Objectives:   To complete a pilot study exploring the novel application of rTMS to DLPFC for treatment of EF deficits in adolescents and young adults with HF-ASD. This pilot study focuses on evaluating the feasibility of implementing our rTMS treatment protocol in HF-ASD. Our primary aims are to: (i) determine if our rTMS protocol can be successfully applied in people with HF-ASD, (ii) examine whether active rTMS improves EF performance in HF-ASD, and (iii) use structural and functional MRI in a pre/post design to identify mechanisms of treatment response .

Methods:   We are using a randomized, double-blind, sham-controlled design comparing active (20Hz) vs. sham rTMS applied 5 days per week for 4 weeks bilaterally to DLPFC in young people with HF-ASD (active, N=20 vs. sham, N=20, 16-35 years). Outcome measures of EF performance (measured using Cambridge Neuropsychological Test Automated Battery) are being evaluated before and after the 4-week intervention. Structural and functional neuroimaging measures (MRI/DTI/rs-fMRI and task-based fMRI) will also be acquired at baseline, and at the end of the 4-week rTMS trial in HF-ASD subjects to assess for biomarkers of treatment response.
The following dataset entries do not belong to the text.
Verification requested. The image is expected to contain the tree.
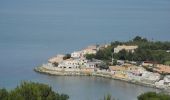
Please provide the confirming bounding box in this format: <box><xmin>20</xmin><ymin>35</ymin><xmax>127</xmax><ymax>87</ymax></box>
<box><xmin>0</xmin><ymin>81</ymin><xmax>69</xmax><ymax>100</ymax></box>
<box><xmin>133</xmin><ymin>36</ymin><xmax>148</xmax><ymax>42</ymax></box>
<box><xmin>0</xmin><ymin>88</ymin><xmax>8</xmax><ymax>100</ymax></box>
<box><xmin>119</xmin><ymin>49</ymin><xmax>128</xmax><ymax>60</ymax></box>
<box><xmin>85</xmin><ymin>54</ymin><xmax>96</xmax><ymax>60</ymax></box>
<box><xmin>97</xmin><ymin>62</ymin><xmax>109</xmax><ymax>69</ymax></box>
<box><xmin>133</xmin><ymin>36</ymin><xmax>142</xmax><ymax>41</ymax></box>
<box><xmin>63</xmin><ymin>54</ymin><xmax>71</xmax><ymax>60</ymax></box>
<box><xmin>112</xmin><ymin>59</ymin><xmax>117</xmax><ymax>66</ymax></box>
Results:   We have now completed year 1 of our 2-year clinical trial. 20 subjects have now successfully completed our study protocol. Over the past 12 months, we have demonstrated feasibility and tolerability of our rTMS protocol in HF-ASD, having successfully recruited ~2 HF-ASD subjects/month (total N=20) to our study, retaining 100% of randomized subjects, with only transient and mild side-effects reported following rTMS.

Conclusions:   At IMFAR 2016, we will present our novel protocol, as well as preliminary data regarding the feasibility of implementing our study protocol in HF-ASD participants. In addition, we will present preliminary neuroimaging results including: associations between baseline measures of cognitive performance and DLPFC structure and DLPFC activation, as well as microstructure of white matter tracts connecting to the DLPFC.